Yeast strain engineering
S. cerevisiae TMB 3043 (Karhumaa et al. 2005) was transformed with the EcoRV-linearized vector YIpOB8 (Runquist et al. 2010), generating the strain TMB 4440. The yeast cells were transformed using the high-efficiency Li-Ac method (Gietz and Schiestl 2007), and plated on YNB-xylose (20 g L−1)-plates, supplemented with leucine (30 mg L−1). The strain was subsequently transformed with Eco9I-linearized YIpAGS2 or YIp128 – to form the PHB-producing strain TMB 4443 or the corresponding control strain TMB 4444 (Table 1). Transformed strains were validated by amplifying stretches of the integrated cassette by PCR, using extracted genomic DNA as template and primers found in Table 2.

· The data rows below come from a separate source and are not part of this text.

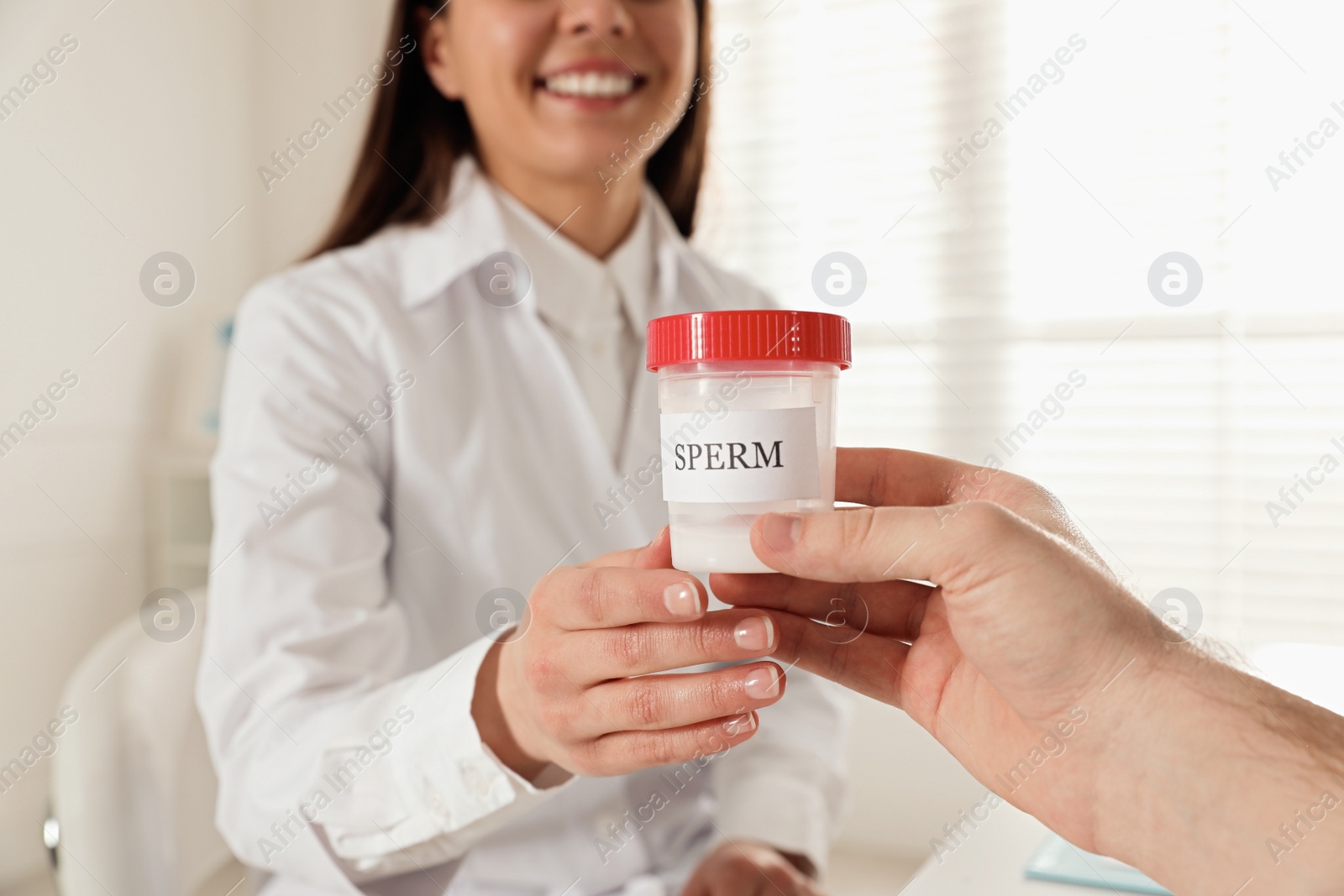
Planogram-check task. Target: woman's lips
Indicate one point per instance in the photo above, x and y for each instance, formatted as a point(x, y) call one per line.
point(597, 83)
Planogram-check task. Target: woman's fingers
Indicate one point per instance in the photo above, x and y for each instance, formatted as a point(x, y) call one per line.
point(651, 703)
point(723, 636)
point(581, 598)
point(890, 609)
point(624, 752)
point(655, 555)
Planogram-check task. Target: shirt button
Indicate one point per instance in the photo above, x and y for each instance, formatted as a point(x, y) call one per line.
point(476, 781)
point(608, 825)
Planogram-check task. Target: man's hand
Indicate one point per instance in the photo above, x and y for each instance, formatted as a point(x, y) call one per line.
point(749, 868)
point(984, 616)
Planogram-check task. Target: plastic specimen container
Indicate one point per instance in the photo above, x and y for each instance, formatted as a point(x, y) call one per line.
point(748, 414)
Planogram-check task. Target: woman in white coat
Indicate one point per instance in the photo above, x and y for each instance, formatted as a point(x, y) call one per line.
point(434, 417)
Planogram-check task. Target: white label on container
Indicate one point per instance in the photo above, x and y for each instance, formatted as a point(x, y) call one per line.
point(741, 456)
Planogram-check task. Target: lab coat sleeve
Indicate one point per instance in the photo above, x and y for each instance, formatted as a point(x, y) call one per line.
point(335, 763)
point(785, 786)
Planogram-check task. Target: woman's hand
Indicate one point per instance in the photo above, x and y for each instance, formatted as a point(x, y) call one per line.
point(578, 687)
point(749, 868)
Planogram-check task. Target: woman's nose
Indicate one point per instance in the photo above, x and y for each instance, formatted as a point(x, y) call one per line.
point(602, 18)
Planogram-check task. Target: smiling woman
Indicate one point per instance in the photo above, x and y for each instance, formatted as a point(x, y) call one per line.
point(479, 204)
point(423, 123)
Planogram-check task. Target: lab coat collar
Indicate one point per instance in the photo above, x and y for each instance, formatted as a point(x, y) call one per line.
point(472, 228)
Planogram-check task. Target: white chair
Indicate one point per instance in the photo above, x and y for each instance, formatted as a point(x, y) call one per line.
point(134, 792)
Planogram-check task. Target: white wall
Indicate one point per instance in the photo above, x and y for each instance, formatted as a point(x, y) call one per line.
point(158, 123)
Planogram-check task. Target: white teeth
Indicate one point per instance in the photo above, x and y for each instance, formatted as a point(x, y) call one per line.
point(591, 83)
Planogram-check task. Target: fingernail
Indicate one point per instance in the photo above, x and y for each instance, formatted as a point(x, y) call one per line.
point(682, 600)
point(739, 725)
point(756, 633)
point(781, 531)
point(763, 684)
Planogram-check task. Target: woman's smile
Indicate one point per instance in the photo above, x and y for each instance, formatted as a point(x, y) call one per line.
point(591, 83)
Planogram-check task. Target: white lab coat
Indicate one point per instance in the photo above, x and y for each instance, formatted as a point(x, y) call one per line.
point(394, 449)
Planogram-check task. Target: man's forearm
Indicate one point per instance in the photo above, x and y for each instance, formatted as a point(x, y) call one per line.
point(1234, 786)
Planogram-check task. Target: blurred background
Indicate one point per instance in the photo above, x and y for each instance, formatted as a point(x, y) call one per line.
point(1140, 222)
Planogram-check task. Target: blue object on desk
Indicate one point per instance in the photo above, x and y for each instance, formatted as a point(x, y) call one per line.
point(1058, 860)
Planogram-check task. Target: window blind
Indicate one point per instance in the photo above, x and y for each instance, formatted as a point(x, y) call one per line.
point(1028, 261)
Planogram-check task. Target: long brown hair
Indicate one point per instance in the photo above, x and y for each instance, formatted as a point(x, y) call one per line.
point(417, 134)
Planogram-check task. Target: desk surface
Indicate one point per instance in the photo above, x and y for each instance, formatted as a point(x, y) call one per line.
point(990, 862)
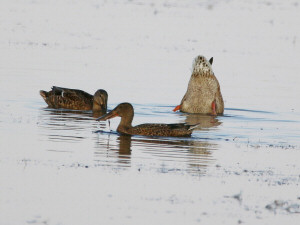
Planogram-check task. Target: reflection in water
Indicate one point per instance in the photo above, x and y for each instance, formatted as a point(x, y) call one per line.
point(162, 154)
point(205, 121)
point(66, 125)
point(64, 128)
point(117, 151)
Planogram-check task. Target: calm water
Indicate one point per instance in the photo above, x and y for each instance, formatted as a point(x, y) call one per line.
point(63, 167)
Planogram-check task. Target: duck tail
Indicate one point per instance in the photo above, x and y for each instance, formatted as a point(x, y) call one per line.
point(192, 127)
point(43, 94)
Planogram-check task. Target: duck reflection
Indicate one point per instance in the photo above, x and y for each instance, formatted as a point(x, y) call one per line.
point(117, 152)
point(164, 154)
point(205, 121)
point(66, 125)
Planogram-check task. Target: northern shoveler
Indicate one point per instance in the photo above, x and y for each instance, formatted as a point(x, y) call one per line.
point(75, 99)
point(203, 94)
point(126, 112)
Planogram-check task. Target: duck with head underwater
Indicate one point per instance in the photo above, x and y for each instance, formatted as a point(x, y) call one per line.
point(203, 94)
point(126, 112)
point(75, 99)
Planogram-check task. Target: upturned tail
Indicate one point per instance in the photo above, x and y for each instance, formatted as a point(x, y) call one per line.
point(192, 127)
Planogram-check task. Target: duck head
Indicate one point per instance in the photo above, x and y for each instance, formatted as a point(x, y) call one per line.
point(100, 100)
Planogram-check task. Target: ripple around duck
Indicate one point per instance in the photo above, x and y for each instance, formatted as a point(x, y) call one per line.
point(165, 154)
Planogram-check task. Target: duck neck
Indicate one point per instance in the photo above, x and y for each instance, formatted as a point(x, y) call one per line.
point(97, 107)
point(126, 123)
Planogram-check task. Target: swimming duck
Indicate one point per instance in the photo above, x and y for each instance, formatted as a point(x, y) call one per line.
point(126, 112)
point(75, 99)
point(203, 94)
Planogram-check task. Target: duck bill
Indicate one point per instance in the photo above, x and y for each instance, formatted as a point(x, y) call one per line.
point(176, 108)
point(108, 116)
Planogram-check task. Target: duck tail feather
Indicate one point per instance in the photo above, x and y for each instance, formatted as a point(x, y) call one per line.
point(192, 127)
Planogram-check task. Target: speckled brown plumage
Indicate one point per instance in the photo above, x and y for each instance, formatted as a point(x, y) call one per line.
point(126, 112)
point(75, 99)
point(203, 94)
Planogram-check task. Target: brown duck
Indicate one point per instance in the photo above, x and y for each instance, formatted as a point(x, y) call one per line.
point(203, 94)
point(126, 112)
point(75, 99)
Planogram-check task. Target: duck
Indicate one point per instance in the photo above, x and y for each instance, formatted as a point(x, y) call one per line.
point(203, 94)
point(75, 99)
point(126, 112)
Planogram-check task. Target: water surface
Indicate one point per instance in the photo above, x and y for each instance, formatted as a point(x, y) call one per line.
point(64, 167)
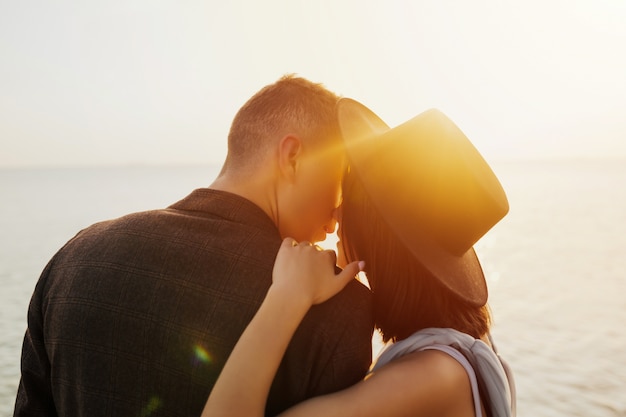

For the shake flasks experiments, well-aerated baffled shake flasks were used. Pre-cultures were started by transferring an isolated colony into 5.0 mL of defined buffered YNB-xylose (13.4 g L−1 Yeast nitrogen base, 50 g L−1 xylose, 50 mM potassium hydrogen phthalate, pH 5.5) in 50 mL conical centrifuge tube, shaking at 30°C at 180 rpm overnight. 50 mL buffered YNB-xylose was inoculated with the pre-culture to a starting OD620 of 0.05, in a 250 mL baffled shake flask. The cultures were grown at 30°C at 180 rpm for at least 82 hours. Optical density during growth was monitored at 620 nm using an Ultrospec 2100 Pro spectrophotometer (Amersham Biosciences Corp., USA). Samples were extracted for PHB quantification, OD620, cell dry weight measurements, and metabolite analysis, and were done in technical duplicates. Maximum specific growth rate was calculated by the analysis of the exponential growth phase, using a linear regression of the natural logarithm derived from the OD620.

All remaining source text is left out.